Батюшков много сделал для утверждения в русском культурном сознании культа поэта. В «Пенатах» – средствами «легкой поэзии»; в стихотворениях «Гезиод и Омир – соперники» и «Умирающий Тасс» он создал для этого культа высокий строй. То, что именно создал, ясно из сравнения с ранним (1808) «Посланием к Тассу», целиком опирающимся на поэтику XVIII века.

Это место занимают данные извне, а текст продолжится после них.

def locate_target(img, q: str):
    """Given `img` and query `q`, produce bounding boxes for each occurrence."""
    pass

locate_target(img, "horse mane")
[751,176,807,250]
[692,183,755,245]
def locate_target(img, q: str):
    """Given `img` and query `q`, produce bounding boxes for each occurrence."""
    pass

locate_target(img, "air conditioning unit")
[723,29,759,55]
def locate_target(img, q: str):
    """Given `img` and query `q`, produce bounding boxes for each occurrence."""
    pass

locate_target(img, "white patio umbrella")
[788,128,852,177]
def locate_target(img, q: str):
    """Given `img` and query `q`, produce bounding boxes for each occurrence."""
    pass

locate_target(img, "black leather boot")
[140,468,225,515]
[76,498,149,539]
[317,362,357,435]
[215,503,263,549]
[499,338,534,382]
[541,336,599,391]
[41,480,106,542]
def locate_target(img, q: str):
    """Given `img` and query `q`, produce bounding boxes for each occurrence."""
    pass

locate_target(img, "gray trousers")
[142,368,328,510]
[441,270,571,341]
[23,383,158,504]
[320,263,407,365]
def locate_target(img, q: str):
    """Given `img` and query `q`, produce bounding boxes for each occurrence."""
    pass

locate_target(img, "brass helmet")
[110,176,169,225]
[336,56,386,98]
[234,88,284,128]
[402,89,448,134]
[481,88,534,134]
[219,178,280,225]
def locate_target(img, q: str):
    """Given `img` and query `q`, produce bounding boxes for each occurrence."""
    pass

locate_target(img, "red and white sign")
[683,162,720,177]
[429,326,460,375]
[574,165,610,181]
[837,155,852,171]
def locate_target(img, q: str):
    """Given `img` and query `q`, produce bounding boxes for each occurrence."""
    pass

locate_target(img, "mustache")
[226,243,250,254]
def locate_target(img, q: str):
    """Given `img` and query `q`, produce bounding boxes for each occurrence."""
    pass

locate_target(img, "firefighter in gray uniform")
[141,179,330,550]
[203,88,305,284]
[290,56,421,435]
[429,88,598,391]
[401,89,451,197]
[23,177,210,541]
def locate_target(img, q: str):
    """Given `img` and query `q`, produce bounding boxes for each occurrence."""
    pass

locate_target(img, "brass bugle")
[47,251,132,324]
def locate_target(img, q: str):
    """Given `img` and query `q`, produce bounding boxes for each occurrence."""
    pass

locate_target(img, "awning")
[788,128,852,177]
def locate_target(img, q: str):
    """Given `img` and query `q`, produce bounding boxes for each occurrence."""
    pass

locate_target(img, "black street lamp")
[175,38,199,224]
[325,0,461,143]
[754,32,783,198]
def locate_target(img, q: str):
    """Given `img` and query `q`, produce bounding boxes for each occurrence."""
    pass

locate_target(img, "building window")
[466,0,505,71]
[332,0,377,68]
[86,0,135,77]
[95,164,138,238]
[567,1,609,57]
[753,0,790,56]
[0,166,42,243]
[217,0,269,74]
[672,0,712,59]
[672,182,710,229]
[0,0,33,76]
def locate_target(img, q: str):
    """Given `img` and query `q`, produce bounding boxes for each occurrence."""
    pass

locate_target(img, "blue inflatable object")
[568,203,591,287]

При всем несходстве «Гезиода и Омира» и «Умирающего Тасса», в этих двух сочинений есть существенная общая черта: они построены как речь самих поэтов в обрамлении речи повествователя. В «античном» стихотворении виртуозно проведен диалог соперников. Сначала он развертывается монологическими, равного объема тирадами на две параллельные темы: Гезиод славит муз, Омир – Зевса. После двух тирад каждого из соперников эти тематические линии начинают сближаться. Гезиод поет об Олимпе, уже воспетом Омиром. В следующей паре тирад – дальнейшее сближение: продолжая свою партию, Гезиод одновременно уже отвечает оппоненту. Их общей темой оказывается – смерть. Наконец, в очередной тираде Омир прямо обращается к сопернику и отвечает ему. Здесь, в пункте пересечения двух партий, Омир говорит о своей близкой смерти. Это пересечение и мысль Омира, заостренная трагическим каламбуром, с силой педалированы тем, что тирада укорочена на один стих и замкнута смежной рифмой (тогда как в предыдущих такая рифма помещалась в середине строфы), а недостающая рифма укороченной тирады Омира находится в следующей фразе Гезиода. Размеренный ход состязания сломан. Диалог продолжен двумя тирадами неравного объема и сильно удлиненными по сравнению с предшествующими. Они сходны по составу: сначала восхищение искусством соперника, затем предсказание его трагического будущего.